When you see your peers fully supporting brands and their services, the veil of uncertainty is lifted. Video reviews are persuasive because they are relatable, building trust. We have handpicked some video testimonials that helped brands stand out to us.
That Damn, Damn, Five Guys Review:
If you’ve been on YouTube in the last 10 years, we hope for your sake you’ve seen Daymon Patterson’s hot take on Five Guys - or at least the remixes. This video review made its mark on the internet with over 11 million views on the original video since 2012. Here at Widewail, we love this example because it ignited a storm of word-of-mouth marketing. All Daymon had to do was sit in his car and enjoy some fast food. It’s got to feel good to work on a marketing team for a company whose customers just put out their own rave reviews like this without being asked to. And an even bigger plus when your customers create content as hilarious as Daymon’s.
Beauty Products In Action:
Ilia benefited from user generated videos of their products working in real-time (and with no beauty filters). As she effortlessly applies her makeup routine, lifestyle blogger, Lynn (@WhiteHairWisdom), helps to demonstrate several benefits of the Ilia product in this video tutorial. Not only is she revealing the ease of use with this makeup, but she’s also showing that the blend of powerful botanicals is suitable for a wide range of skin types and textures. Videos like this are persuasive because they can be so relatable to shoppers of a specific target demographic. Getting your customers to show off how they use your product or service is a fantastic way to build trust and answer any lingering questions a prospective customer may have as they decide whether or not to buy.
Feel-Good User Experiences:
The BBC did a fantastic job creating a video that generates empathy and compassion. This clip introduces 50 people who were invited to The Royal Wedding as a thank you for all of their work through their local charities. It not only was a great marketing campaign, but it also allowed the invitees a platform to promote the charities they care about. Video testimonials like this prove it’s possible to establish an emotional connection with other humans through genuine footage of their experiences.

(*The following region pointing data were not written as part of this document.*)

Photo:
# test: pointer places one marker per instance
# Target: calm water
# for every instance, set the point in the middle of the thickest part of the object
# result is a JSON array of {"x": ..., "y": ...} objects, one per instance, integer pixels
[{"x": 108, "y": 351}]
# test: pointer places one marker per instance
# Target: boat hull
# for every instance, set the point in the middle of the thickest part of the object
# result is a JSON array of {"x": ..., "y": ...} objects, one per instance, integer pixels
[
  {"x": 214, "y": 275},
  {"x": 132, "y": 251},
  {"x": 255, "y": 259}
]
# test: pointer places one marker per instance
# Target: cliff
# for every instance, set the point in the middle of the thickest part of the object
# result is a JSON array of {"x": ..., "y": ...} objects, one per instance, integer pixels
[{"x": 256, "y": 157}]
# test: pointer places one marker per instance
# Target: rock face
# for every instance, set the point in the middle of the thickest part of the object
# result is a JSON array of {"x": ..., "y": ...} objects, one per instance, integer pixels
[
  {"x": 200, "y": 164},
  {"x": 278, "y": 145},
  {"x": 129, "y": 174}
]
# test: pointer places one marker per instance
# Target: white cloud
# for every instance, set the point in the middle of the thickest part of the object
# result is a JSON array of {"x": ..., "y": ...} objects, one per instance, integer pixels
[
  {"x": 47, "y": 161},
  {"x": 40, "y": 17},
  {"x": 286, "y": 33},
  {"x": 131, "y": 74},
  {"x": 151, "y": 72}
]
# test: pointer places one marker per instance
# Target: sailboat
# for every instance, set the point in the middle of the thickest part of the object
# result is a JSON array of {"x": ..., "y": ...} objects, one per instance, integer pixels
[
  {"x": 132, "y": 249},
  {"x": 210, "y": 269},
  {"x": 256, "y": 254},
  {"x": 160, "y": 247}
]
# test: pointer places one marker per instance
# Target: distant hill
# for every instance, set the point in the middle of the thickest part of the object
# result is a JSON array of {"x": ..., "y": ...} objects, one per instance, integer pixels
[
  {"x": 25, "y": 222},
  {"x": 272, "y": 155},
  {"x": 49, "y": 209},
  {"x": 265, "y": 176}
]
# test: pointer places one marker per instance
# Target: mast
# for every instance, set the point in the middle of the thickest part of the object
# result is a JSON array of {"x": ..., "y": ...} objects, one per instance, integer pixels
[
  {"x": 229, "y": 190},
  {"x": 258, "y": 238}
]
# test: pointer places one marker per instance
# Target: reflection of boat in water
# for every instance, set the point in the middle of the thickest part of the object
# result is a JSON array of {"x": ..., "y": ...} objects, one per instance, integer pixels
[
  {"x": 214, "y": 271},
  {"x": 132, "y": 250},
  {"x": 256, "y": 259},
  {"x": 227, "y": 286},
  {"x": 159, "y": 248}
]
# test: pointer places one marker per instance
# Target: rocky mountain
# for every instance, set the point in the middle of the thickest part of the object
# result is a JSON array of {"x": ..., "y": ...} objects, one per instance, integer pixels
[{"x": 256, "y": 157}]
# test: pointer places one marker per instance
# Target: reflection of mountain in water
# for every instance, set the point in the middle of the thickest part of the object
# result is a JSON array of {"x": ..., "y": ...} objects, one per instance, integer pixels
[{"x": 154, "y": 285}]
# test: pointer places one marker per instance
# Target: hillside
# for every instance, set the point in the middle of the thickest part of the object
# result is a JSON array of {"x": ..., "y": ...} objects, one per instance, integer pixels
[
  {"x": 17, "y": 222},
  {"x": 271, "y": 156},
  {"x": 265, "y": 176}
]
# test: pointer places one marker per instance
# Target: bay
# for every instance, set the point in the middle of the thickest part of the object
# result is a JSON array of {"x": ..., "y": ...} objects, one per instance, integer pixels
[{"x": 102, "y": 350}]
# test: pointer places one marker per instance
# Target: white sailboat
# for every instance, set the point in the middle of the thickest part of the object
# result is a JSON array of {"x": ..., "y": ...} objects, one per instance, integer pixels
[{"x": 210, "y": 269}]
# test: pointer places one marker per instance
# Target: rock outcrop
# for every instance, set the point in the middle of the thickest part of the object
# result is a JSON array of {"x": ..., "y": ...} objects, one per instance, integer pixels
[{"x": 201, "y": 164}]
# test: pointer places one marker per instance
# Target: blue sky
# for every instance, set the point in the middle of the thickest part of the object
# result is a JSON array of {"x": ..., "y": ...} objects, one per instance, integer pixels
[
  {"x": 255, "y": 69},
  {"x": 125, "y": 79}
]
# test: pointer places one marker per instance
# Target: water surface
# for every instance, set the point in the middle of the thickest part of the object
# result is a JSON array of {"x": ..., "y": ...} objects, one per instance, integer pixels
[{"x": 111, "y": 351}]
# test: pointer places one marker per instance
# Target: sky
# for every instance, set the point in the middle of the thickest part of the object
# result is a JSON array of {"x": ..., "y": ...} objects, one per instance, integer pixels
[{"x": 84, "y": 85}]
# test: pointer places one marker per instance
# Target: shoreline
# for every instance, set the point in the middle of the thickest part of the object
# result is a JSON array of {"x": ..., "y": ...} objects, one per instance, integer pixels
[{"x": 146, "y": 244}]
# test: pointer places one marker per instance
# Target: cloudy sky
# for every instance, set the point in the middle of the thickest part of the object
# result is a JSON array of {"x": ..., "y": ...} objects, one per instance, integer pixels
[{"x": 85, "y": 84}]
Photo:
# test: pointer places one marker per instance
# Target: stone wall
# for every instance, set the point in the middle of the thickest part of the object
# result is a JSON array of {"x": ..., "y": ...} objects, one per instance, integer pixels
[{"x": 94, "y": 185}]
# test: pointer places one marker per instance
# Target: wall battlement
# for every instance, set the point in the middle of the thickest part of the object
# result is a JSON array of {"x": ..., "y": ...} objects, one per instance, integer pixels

Sundays are for the Family:
Rather than solely relying on their Google Business Profile to show customers their newly adjusted hours, Dolan took to the drawing board and came up with a more gratifying way to connect with their audience. By asking their employees to record quick videos of what they do in their free time and compiling it into a 30-second video, Dolan made two announcements. They strongly value their workers and loved ones, and will also be closed on Sundays. This video demonstrates a more sincere way to update your customer base by tugging at their heartstrings and giving them insight as to why the decision has been made -- the perfect recipe to demonstrate your company’s core values inside of your marketing content.
A Video Testimonial and Slope Session:
While we love user-generated content that comes organically from real users of a product or service, the truth is there are people who get paid to make this kind of content as well. Outsourcing video reviews and product demos from expert reviewers and influencers may be a strategy worth investing in if you want to increase the reach and quality of your third-party content.
For those who love outdoor sports, product reviews are huge for buyers looking to purchase the latest gear for the upcoming season. Expert snowboard reviewer Mike Leighton takes to the slopes to demonstrate the 2022 Burton Hometown Hero Unisex Snowboard in this video from Curated. From the early rise in the nose to the tapered tail, Mike spends 4 minutes discussing the technical specs as well as showing off how his choice of snowboard for the 2022 season rides on the mountain. This is a great video to give the buyer all the information they’ll need to know before purchasing and having an external creator publish the video adds a level of trust and credibility you would not be able to achieve with an in-house production.
These are just five of the many ways your customers may be using video to spread their thoughts and experiences around your company. With the rise of video on the internet, your prospective customers are looking for this kind of content to decide whether or not to buy your products. Get ahead of the curve and start using these videos to your advantage. Whether you can have a customer say why they love your product just as much as Daymon Patterson loves Five Guys or get an expert to give a full-on product demo as Mike Leighton does on his new snowboard, footage like that can be a persuasive weapon in your digital marketing arsenal.